A sample (27) was prepared in the same manner as in Example 12, except that the wire (φ 0.7 mm, length of 150 mm) made of Ni—Ti was dipped into 25 mL of a mixed solution of acetone-methylene chloride (96:4 (volume ratio)) containing only 250 mg of tris-[(3-mercaptopropionyloxy)-ethyl]-isocyanurate (TEMPIC) (manufactured by SC Organic Chemical Co., Ltd.; having three thiol groups in a single molecule) in Example 12.
The obtained sample (27) was evaluated in terms of antithrombotic activity in the same manner as in Example 1. The result is shown in Table 4. Moreover, the obtained sample (27) was evaluated in terms of surface lubricity and surface lubricity retention in the same manner as in Example 11. The results are shown in Table 4.

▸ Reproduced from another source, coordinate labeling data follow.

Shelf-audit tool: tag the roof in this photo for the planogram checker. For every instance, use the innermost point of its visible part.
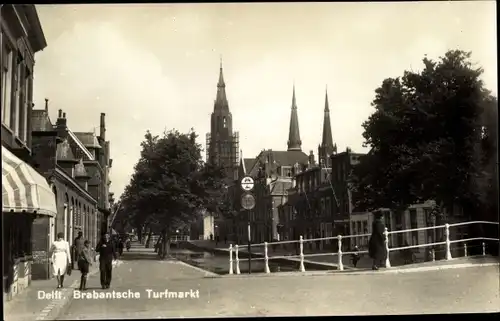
(80, 170)
(281, 158)
(88, 140)
(248, 163)
(40, 121)
(280, 187)
(80, 145)
(64, 152)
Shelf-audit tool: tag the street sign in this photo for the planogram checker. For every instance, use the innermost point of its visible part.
(248, 201)
(247, 183)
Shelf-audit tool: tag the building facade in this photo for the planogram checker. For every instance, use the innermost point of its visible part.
(76, 206)
(27, 198)
(273, 173)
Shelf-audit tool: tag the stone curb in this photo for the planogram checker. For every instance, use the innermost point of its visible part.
(382, 271)
(52, 310)
(208, 274)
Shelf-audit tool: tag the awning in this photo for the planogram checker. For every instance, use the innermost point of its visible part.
(24, 189)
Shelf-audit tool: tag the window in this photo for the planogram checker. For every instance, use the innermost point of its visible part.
(16, 109)
(6, 93)
(414, 224)
(23, 104)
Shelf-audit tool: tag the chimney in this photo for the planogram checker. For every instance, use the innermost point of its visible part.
(102, 132)
(61, 125)
(311, 159)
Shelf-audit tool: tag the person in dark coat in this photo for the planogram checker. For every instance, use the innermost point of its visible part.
(84, 263)
(376, 246)
(120, 246)
(107, 253)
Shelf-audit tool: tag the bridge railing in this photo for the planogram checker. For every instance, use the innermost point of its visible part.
(179, 238)
(235, 250)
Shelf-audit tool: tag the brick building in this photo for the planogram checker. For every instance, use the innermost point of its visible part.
(27, 198)
(76, 206)
(272, 172)
(320, 202)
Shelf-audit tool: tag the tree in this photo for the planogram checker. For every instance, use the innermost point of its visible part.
(427, 139)
(170, 184)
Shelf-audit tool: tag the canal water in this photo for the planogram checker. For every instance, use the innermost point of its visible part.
(219, 263)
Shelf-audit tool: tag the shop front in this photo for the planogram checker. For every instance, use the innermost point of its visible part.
(27, 201)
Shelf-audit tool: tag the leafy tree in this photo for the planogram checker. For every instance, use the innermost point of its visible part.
(170, 184)
(428, 139)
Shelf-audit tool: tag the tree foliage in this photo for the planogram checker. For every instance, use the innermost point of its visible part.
(432, 136)
(171, 184)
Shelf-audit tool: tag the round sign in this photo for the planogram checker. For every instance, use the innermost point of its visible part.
(247, 183)
(248, 201)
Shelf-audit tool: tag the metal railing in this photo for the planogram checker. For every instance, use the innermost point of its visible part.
(234, 265)
(179, 238)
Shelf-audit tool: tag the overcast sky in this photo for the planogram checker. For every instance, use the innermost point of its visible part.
(156, 66)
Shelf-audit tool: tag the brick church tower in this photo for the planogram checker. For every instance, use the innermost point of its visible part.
(222, 142)
(327, 147)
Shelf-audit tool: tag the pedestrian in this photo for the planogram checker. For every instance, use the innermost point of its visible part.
(107, 253)
(376, 246)
(120, 246)
(84, 263)
(355, 256)
(78, 246)
(61, 258)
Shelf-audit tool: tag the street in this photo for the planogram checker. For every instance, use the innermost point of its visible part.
(190, 293)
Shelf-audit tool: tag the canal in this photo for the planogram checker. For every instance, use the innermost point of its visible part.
(219, 263)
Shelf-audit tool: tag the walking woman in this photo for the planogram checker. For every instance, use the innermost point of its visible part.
(107, 253)
(376, 246)
(61, 258)
(84, 263)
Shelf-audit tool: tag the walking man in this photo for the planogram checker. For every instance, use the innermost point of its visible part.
(107, 253)
(78, 246)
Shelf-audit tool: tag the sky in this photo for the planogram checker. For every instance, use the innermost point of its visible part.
(156, 66)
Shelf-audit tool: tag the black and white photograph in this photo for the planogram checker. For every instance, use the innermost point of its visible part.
(180, 160)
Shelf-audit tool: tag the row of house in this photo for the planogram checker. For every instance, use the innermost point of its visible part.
(297, 195)
(53, 179)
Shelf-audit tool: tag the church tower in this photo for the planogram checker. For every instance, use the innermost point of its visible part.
(326, 148)
(222, 144)
(294, 142)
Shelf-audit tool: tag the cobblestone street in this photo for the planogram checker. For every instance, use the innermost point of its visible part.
(456, 290)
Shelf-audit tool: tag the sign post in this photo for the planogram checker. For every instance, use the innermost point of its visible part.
(248, 203)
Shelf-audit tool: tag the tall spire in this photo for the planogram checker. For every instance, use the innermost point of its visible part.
(221, 99)
(294, 142)
(327, 139)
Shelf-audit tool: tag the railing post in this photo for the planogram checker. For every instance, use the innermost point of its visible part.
(266, 259)
(301, 247)
(237, 259)
(339, 253)
(448, 244)
(230, 259)
(387, 250)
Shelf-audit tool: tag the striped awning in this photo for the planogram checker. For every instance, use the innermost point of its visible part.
(24, 189)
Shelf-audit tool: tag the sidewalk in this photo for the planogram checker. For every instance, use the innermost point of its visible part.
(31, 305)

A sample (28) was prepared in the same manner as in Example 12, except that the wire (φ 0.7 mm, length of 150 mm) made of Ni—Ti was dipped into 25 mL of a mixed solution of acetone-methylene chloride (96:4 (volume ratio)) containing nothing.

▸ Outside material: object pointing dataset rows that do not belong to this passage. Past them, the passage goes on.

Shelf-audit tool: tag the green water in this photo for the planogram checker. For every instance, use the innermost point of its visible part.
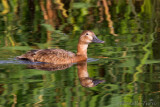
(128, 61)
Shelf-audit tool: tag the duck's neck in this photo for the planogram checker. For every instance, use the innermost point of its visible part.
(82, 49)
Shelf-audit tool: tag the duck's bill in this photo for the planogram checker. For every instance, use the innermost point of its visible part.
(96, 40)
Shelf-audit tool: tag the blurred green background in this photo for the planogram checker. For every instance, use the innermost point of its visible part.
(129, 60)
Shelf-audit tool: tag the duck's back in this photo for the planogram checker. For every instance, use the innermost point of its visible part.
(56, 56)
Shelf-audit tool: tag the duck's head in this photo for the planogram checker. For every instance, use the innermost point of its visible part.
(89, 37)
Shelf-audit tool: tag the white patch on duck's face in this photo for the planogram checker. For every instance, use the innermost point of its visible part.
(88, 37)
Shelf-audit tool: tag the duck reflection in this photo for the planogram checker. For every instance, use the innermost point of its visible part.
(84, 78)
(83, 75)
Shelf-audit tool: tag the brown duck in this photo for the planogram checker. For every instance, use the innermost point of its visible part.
(60, 56)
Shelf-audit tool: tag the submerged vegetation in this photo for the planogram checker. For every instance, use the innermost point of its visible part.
(129, 60)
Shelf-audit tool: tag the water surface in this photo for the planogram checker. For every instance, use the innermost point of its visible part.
(127, 65)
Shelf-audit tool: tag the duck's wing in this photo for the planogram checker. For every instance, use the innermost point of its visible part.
(48, 55)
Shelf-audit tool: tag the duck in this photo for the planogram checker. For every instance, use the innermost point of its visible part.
(60, 56)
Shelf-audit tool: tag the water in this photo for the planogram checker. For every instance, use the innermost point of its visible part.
(122, 72)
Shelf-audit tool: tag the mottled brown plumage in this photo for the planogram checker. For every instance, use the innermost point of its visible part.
(60, 56)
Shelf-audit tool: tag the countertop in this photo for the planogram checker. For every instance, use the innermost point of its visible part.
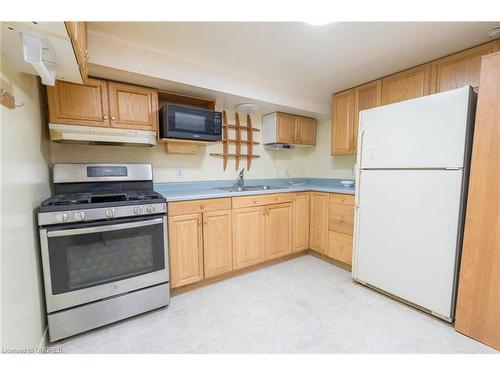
(183, 191)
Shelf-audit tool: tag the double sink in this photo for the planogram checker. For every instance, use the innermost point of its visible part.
(252, 188)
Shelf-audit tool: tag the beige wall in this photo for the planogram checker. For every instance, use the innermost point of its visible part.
(301, 162)
(24, 153)
(321, 164)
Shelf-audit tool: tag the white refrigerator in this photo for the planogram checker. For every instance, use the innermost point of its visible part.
(411, 189)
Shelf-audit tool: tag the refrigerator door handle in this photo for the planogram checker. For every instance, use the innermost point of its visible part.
(354, 270)
(358, 168)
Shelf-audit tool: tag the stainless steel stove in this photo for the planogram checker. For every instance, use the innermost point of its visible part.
(104, 246)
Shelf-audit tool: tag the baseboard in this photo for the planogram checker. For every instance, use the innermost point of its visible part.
(329, 260)
(198, 284)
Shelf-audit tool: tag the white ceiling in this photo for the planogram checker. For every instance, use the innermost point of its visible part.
(311, 60)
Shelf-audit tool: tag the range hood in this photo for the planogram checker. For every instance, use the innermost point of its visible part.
(93, 135)
(279, 146)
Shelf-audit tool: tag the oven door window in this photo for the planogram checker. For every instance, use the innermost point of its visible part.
(86, 257)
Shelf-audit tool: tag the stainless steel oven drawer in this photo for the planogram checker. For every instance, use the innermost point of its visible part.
(96, 314)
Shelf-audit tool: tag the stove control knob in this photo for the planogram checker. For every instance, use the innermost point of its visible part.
(62, 216)
(79, 215)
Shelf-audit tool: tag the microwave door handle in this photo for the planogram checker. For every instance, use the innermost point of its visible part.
(102, 228)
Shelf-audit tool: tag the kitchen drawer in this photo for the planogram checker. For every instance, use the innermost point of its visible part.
(340, 247)
(341, 218)
(201, 205)
(342, 198)
(261, 200)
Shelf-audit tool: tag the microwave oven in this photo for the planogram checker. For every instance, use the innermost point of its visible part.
(183, 122)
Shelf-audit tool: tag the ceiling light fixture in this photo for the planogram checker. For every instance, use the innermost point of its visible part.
(247, 107)
(317, 22)
(494, 33)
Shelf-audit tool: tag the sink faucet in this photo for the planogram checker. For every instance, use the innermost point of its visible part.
(241, 179)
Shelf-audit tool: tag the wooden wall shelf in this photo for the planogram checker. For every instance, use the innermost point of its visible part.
(243, 127)
(247, 143)
(244, 156)
(184, 146)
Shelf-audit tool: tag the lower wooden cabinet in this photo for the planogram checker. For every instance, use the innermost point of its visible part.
(318, 239)
(249, 236)
(208, 238)
(217, 243)
(279, 224)
(340, 247)
(185, 249)
(301, 208)
(340, 227)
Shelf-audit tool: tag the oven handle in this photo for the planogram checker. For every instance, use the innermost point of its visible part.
(102, 228)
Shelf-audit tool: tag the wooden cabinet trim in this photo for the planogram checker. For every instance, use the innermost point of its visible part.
(318, 232)
(75, 104)
(217, 243)
(301, 221)
(246, 253)
(261, 200)
(404, 90)
(279, 236)
(461, 75)
(199, 205)
(342, 122)
(182, 270)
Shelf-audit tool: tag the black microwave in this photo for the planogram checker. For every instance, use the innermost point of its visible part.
(190, 123)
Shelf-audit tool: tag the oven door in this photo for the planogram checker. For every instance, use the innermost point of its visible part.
(193, 123)
(95, 261)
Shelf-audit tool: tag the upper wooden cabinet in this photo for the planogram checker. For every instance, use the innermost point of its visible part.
(285, 129)
(132, 106)
(103, 103)
(279, 127)
(460, 69)
(305, 129)
(77, 32)
(343, 123)
(409, 84)
(74, 104)
(366, 96)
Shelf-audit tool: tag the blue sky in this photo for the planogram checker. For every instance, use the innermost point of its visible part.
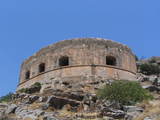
(28, 25)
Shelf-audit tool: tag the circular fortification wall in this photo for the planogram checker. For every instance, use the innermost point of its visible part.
(79, 60)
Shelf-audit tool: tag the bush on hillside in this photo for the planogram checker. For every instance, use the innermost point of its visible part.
(124, 92)
(6, 98)
(149, 69)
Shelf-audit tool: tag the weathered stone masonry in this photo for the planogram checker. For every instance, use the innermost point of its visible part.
(79, 60)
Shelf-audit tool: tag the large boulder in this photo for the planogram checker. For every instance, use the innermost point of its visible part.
(116, 114)
(58, 102)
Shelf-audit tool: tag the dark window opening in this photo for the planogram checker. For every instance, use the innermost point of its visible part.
(27, 75)
(110, 60)
(41, 67)
(64, 61)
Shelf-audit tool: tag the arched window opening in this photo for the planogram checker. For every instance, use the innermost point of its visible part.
(64, 61)
(42, 67)
(27, 75)
(110, 60)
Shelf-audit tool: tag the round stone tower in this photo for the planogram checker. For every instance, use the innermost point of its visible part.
(79, 60)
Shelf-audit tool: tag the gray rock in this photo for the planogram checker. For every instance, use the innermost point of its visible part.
(42, 99)
(132, 109)
(45, 107)
(116, 114)
(11, 108)
(32, 99)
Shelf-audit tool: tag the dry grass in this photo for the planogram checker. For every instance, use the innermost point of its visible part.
(152, 108)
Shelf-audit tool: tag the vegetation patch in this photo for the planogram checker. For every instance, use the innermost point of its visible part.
(149, 69)
(6, 98)
(124, 92)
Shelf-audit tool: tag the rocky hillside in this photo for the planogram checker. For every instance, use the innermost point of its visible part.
(80, 102)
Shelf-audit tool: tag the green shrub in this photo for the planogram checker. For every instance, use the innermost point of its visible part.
(124, 92)
(149, 69)
(6, 98)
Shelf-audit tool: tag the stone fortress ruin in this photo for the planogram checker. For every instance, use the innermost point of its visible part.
(79, 60)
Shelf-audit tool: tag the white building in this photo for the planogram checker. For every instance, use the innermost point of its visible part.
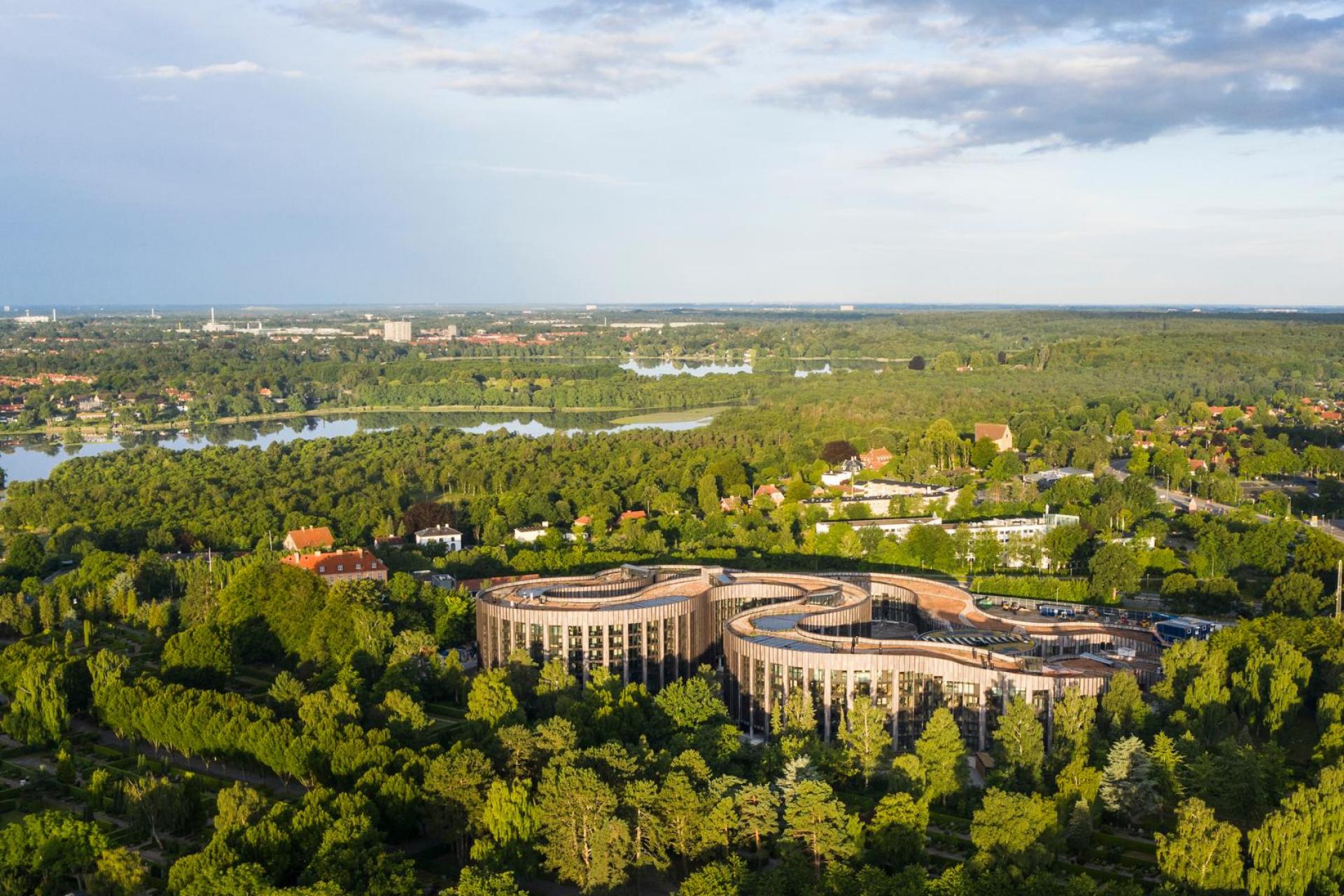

The obtained sample (28) was evaluated in terms of antithrombotic activity in the same manner as in Example 1. The result is shown in Table 4. Moreover, the obtained sample (28) was evaluated in terms of surface lubricity and surface lubricity retention in the same manner as in Example 11. The results are shown in Table 4.
A hollow tube (inner diameter of 0.68 mm, outer diameter of 0.87 mm) made of polyethylene (linear low-density polyethylene; Niporon-Z (registered trademark) ZF-260 manufactured by Tosoh Corporation) was subjected to ultrasonic cleaning in acetone and then treated with ionized argon gas plasma at 25° C. for 25 seconds under atmospheric pressure by using a plasma irradiation apparatus (DURADYNE manufactured by Tri-Star Technologies.).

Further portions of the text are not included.